Like other utilities, BGE is spending more on its tree operations: $21 million this year, up from $17 million in 1999. Dominion has increased its maintenance budget by about 70 percent in three years. Pepco, which no longer owns transmission lines, will spend $30 million this year keeping trees away from its neighborhood distribution circuits. Virtually all the tree work is done by contractors who turn most of the tens of thousands of trees into mulch or firewood. The costs of tree trimming, like other operating expenses, are eventually passed on to customers, according to utility officials.
BGE is targeting several Bowie neighborhoods with frequent outages. Many homeowners who moved into the city's Levittown-modeled streets in the 1960s planted trees on their property lines to buffer them from neighbors. But power lines followed the property lines.
In some cases, the company has planted dogwoods and crab apples to replace tall maples and oaks. But BGE, like Pepco and Dominion, is not replacing the trees one for one.
"That would be a very expensive program, so we do it selectively," said Pepco's Gausman.
In the District, where the tree canopy has just begun to recover after decades of erosion, the forestry department is on its own mission to limit exposure to outages. The city is planting up to a dozen species of slow-growing trees that won't be taller than 30 feet, said Ainsley Caldwell, associate director of urban forestry. To compensate for lost height, the shorter trees are being planted closer together, he said.
Caldwell is working with Pepco to identify a test neighborhood of approximately 1,500 homes for aggressive cutting. "I'm not just looking at removing a tree because Pepco says it needs to be removed," he said.
In Virginia, outside the W&OD Trail, Dominion is targeting about 50 more miles of transmission line for energetic pruning, including Pimmit Run in McLean, Route 1 in Dumfries and Route 123 in Woodbridge to the Capital Beltway and east toward McLean.
On the trail itself, users mourn the loss of greenery.
"I'm worried they're going overboard," Tom Smith, a retired electronics executive, said last week as he strolled the path just outside Vienna on his daily, four-mile constitutional. In front of him, a contractor was cutting a maple tree in half.
A few nights later, at a meeting organized by Dels. Stephen C. Shannon (D-Fairfax) and James M. Scott (D-Fairfax), Dominion executives pledged to limit their work along two miles in the area.

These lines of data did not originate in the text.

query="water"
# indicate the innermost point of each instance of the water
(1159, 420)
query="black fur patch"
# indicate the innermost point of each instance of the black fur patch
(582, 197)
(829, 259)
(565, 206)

But they said they would be back to cut down all the trees if they appear to be in the way of power lines.
"It's just not acceptable to take the risk of having another Northeast blackout," said John Smatlak, the company's director of electric transmission.
The cutting, which started in Falls Church and Arlington County last year, is scheduled to move west to Leesburg to the last transmission tower by the end of the year, when Dominion is likely to have filed its application to the State Corporation Commission to extend the lines. Trail users already are pleading with the utility to find an alternative location. But Smatlak said the issue boils down to pure economics: Dominion owns an easement along the trail, and the cost of securing a new one would be prohibitive.
"You've got this leafy green canopy during the summer and it's 10 degrees cooler out there," W&OD trail manager Paul McCray said. "People like that. Does Dominion making a few more dollars override the destruction of the trail?"